Ressam Timuçin Ayaz'ı batıya süren tutkunun adı; ışık gölgeVelazquez ve Sorolla'ydı. Ancak yeryüzü göçebesi yazardı gümüş künyesinde... Puerta de Hierro'da yaşasa da yaptığı tablolarda Altay Dağlarının renklerini ışığını ve esintisini kullanır Hakasya Gök Direkleri'ni İspanya'nın ortasına kondururdu. Miray Urga ise "çatlamaya hazır bir tohum gibi acılar ve isyanlar içinde çatırdayıp duran" bir ilçe olan Alemdağ'a yeni taşınmış göçmenleri zılgıtları yoksulluğu ile bu yeni dünyaya alışmaya çalışan bir kadın... Timuçin ve Miray'ın bir tablo aracılığı ile kesişen yaşamları çoğu yeryüzü göçebesi gibi zor bir sınavdan geçecek; umudun ışığını birlikte kovalamaya başlayacaklardı!
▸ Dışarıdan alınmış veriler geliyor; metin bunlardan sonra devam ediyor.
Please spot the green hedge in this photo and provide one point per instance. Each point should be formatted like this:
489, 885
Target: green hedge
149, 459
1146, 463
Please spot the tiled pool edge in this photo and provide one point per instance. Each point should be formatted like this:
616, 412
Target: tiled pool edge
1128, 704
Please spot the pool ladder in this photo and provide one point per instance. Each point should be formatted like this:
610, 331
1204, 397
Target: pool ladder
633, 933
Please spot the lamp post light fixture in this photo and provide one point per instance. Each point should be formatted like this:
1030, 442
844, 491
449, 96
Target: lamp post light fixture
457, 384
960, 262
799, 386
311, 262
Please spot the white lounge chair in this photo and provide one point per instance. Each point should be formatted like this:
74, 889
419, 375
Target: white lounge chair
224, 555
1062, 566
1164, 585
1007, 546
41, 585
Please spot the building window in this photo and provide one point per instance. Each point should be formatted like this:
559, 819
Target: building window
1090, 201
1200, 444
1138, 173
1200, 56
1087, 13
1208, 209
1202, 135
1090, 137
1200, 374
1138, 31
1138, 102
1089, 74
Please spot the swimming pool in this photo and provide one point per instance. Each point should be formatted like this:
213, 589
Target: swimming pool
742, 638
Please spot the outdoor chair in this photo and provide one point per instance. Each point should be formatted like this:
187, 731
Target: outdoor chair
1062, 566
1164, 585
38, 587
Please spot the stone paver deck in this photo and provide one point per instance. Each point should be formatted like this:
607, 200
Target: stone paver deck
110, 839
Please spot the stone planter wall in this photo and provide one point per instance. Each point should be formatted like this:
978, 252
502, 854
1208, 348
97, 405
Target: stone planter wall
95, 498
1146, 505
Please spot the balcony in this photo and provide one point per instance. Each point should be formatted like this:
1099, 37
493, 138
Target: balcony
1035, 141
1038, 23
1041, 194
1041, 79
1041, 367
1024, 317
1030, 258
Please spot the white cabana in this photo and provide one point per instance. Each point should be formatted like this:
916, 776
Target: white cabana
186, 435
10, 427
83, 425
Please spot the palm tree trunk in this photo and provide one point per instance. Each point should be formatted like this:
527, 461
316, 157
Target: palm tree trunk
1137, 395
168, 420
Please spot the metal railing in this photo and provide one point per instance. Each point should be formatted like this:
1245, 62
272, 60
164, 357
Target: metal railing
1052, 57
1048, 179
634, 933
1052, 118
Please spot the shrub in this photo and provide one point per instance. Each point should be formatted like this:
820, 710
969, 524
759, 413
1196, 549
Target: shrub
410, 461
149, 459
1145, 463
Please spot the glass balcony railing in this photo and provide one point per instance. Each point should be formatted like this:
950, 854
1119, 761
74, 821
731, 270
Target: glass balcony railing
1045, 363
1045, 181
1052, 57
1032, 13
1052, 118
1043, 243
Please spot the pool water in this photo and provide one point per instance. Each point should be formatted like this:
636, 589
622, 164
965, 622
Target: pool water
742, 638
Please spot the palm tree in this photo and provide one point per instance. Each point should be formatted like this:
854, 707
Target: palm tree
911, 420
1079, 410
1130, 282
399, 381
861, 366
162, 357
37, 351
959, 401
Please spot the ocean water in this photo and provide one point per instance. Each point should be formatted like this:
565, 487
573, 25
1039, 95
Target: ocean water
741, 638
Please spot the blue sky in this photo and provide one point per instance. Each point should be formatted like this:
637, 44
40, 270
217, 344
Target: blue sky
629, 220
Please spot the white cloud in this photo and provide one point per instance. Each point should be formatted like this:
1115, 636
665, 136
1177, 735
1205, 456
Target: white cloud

"Dönüp bakıyorum da bir yıllık sürece... Hepimiz ya zorunlu göçebelerdik ya da gönüllü göçebeler... Ya siyasi sürgünler ya da yazgı savurdu attı yollarımız bir yerde kesişiverdi işte. Hepimiz bir umut ışığının yansımalarında körebe oynar gibiydik. Işığın aslını bulmak için çırpındık durduk. Işık dedim de... Hani batmakta olan güneş arkandayken uzun bir yolda araçla gidersin. Aracın gölgesi kendisinden büyük olarak düşer önüne. Sonra sol aynada güçlü bir ışık belirir. Gözlerin kamaşır. Önünü göremez olursun eğer açıyı değiştirmezsen. O yansıma öylesine göz alıcıdır ki bir kez daha bakamazsın bile. Senin yaşamıma düşen ışığın yansıman da böyle bir şeydi işte."